Bien qu’il n’existe pas de discipline autonome appelée « herméneutique numérique », une série de publications récentes a employé cette expression dans des contextes et domaines variés, allant de la philosophie des techniques aux humanités numériques, en passant par les critical code studies. Cette intervention a pour objectif de mettre en lumière, au-delà des différences apparentes, la « ressemblance de famille » qui unit les travaux ayant mobilisé ce concept. L’intervention sera structurée en trois parties. Dans un premier temps, nous proposerons un excursus historique sur l’herméneutique en tant que discipline consacrée à l’élaboration des règles pour une interprétation correcte des textes et des productions culturelles en général. Une attention particulière sera accordée à deux principes fondamentaux : le principe de distanciation critique et le principe d’articulation entre méthode et vérité. Dans un second temps, nous examinerons la littérature existante ayant mobilisé la notion d’herméneutique numérique, pour démontrer que ces deux principes sont effectivement omniprésents, bien qu’appliqués dans des contextes très divers. Nous tenterons également de systématiser le concept ses usages, en distinguant entre plusieurs sens de l’herméneutique numérique : déconstructif, épistémologique, ontologique, anthropologique et social-culturel. Enfin, dans une troisième et dernière partie, nous présenterons quelques applications empiriques que nous avons proposées ces dernières années dans le champ de l’herméneutique numérique.

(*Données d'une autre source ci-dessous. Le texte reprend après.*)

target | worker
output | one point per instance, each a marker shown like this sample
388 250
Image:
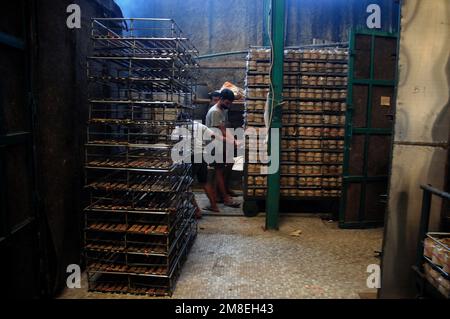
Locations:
217 117
214 98
199 166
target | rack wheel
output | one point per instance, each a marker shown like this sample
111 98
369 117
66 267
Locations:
250 208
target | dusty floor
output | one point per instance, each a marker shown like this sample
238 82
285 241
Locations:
233 257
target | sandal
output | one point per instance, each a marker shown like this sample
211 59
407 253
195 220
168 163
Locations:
233 204
210 209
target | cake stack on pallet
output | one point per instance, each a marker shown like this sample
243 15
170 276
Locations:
139 224
312 146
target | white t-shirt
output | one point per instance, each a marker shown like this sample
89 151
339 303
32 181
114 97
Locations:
201 133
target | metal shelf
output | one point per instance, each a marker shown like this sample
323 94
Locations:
140 213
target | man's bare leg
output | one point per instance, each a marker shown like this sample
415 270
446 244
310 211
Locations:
209 191
221 185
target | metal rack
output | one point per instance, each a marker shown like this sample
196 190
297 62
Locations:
139 223
315 83
432 267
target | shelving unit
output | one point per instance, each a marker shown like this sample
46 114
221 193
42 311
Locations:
139 224
315 92
432 266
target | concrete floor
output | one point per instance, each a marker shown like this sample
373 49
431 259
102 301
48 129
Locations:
233 257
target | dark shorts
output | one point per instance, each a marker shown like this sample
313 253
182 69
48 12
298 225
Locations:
200 170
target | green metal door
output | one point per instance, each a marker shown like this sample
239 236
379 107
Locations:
369 125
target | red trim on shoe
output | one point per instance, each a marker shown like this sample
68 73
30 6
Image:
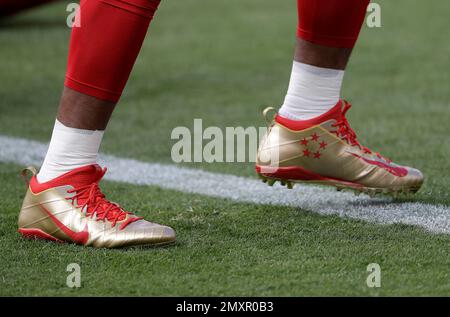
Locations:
77 177
298 125
296 173
32 233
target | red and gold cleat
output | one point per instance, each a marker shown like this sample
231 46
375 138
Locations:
325 150
72 208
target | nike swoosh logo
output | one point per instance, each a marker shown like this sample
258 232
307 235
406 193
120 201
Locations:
77 237
394 170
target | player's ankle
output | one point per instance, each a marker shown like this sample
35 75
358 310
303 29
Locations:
69 149
312 91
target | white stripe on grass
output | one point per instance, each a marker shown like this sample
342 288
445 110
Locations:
325 201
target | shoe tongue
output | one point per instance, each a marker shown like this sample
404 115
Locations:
83 176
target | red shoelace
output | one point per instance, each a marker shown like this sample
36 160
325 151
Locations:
92 197
345 132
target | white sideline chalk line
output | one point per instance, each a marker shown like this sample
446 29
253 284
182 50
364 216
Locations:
321 200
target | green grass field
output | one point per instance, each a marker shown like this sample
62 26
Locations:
224 61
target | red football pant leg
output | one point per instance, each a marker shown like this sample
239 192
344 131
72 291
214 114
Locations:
334 23
104 48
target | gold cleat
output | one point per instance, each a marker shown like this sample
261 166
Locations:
72 208
325 150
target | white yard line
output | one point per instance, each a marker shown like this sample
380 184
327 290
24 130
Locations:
325 201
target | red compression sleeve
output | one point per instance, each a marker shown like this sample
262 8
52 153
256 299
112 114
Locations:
333 23
104 47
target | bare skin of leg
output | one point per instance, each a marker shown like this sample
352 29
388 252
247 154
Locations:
321 56
80 111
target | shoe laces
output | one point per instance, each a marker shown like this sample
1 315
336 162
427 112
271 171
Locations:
91 197
346 133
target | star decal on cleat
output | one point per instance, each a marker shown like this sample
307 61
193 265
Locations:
315 137
304 142
315 148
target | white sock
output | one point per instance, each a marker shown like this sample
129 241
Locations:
69 149
312 91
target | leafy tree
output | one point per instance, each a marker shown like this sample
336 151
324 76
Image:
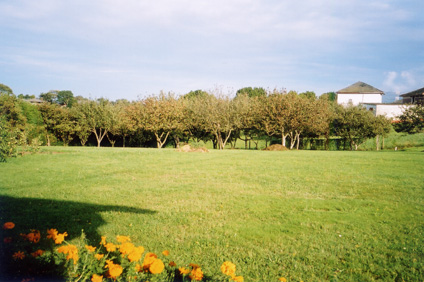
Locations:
66 98
354 124
58 122
162 116
4 89
308 94
50 97
196 94
252 92
329 96
411 120
381 126
216 116
96 115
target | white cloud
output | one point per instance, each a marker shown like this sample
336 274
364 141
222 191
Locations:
400 82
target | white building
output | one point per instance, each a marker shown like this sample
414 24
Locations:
370 97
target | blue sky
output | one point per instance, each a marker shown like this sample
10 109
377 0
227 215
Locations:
134 48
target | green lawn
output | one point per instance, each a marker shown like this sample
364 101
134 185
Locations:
302 215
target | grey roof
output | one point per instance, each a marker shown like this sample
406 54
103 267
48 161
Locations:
360 88
418 92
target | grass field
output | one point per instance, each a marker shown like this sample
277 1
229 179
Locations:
302 215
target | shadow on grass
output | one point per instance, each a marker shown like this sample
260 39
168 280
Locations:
43 214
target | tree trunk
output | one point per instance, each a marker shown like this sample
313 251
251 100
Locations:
159 141
48 139
99 136
382 143
377 141
298 140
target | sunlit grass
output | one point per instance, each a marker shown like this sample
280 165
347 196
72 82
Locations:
303 215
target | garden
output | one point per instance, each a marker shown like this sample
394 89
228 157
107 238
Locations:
140 214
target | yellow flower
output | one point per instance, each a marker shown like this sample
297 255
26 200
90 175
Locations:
8 225
97 278
71 251
228 268
52 234
196 274
60 238
136 254
156 267
184 271
34 236
194 265
149 258
123 239
90 248
114 270
138 268
238 278
99 256
37 253
103 242
18 255
110 247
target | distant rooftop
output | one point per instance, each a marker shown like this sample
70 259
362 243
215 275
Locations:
418 92
360 88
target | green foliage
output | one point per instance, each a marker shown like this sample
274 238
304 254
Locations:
4 89
304 215
8 140
411 120
252 92
66 97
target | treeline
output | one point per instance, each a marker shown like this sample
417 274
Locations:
253 114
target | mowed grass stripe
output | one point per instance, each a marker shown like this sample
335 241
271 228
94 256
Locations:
304 215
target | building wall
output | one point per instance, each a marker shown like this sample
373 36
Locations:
357 99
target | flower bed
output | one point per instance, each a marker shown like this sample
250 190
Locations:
32 256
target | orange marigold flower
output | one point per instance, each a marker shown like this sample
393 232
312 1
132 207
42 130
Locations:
60 238
114 270
18 255
184 270
90 248
149 258
99 256
196 274
135 254
138 268
123 239
71 251
34 236
97 278
52 233
37 253
110 247
8 225
156 267
126 248
194 265
228 268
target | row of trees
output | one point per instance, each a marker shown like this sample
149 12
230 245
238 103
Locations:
253 114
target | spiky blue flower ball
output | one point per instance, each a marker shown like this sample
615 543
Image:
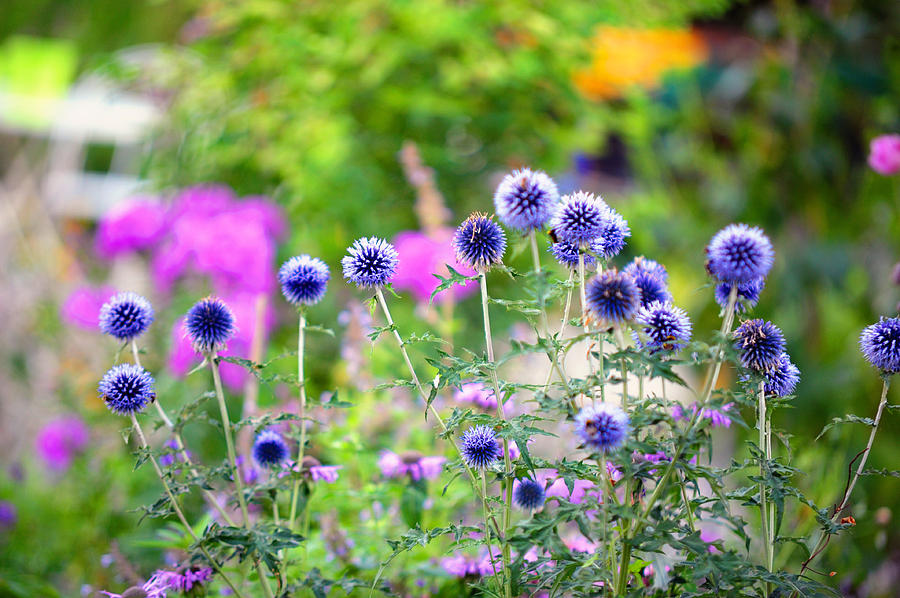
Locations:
747 297
209 324
303 279
603 427
613 233
479 447
652 288
782 378
880 344
740 253
528 494
760 344
579 218
479 242
525 199
126 388
126 316
667 328
370 262
270 449
642 265
567 253
613 296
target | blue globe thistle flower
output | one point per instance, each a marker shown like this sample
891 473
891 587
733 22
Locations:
782 378
739 253
479 447
880 344
567 253
642 265
613 296
370 262
270 449
126 388
613 232
580 218
525 199
479 242
748 294
126 316
209 324
667 327
760 344
528 494
303 279
652 288
603 428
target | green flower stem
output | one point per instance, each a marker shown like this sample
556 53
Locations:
177 507
301 383
507 465
823 538
232 460
179 444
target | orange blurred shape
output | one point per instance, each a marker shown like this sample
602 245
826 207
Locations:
623 57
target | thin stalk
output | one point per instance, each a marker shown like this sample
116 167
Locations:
301 383
177 507
823 539
232 460
179 444
763 466
507 465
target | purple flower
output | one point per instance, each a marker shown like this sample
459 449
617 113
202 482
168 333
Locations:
135 224
884 154
415 465
82 307
424 255
60 440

Alberto Romele est maître de conférences en sciences de l’information et de la communication à l’Institut de la communication et des médias de l’université Sorbonne Nouvelle, membre du laboratoire IRMÉCCEN. Ses recherches portent sur l’herméneutique numérique et les imaginaires sociotechniques de l’intelligence artificielle. Il est l’auteur de deux monographies : Digital Hermeneutics (2020) et Digital Habitus (2023), publiées chez Routledge. En français, il a coédité plusieurs ouvrages, dont Imaginaires Technologiques (avec François-David Sebbah, Les Presses du Réel, 2023).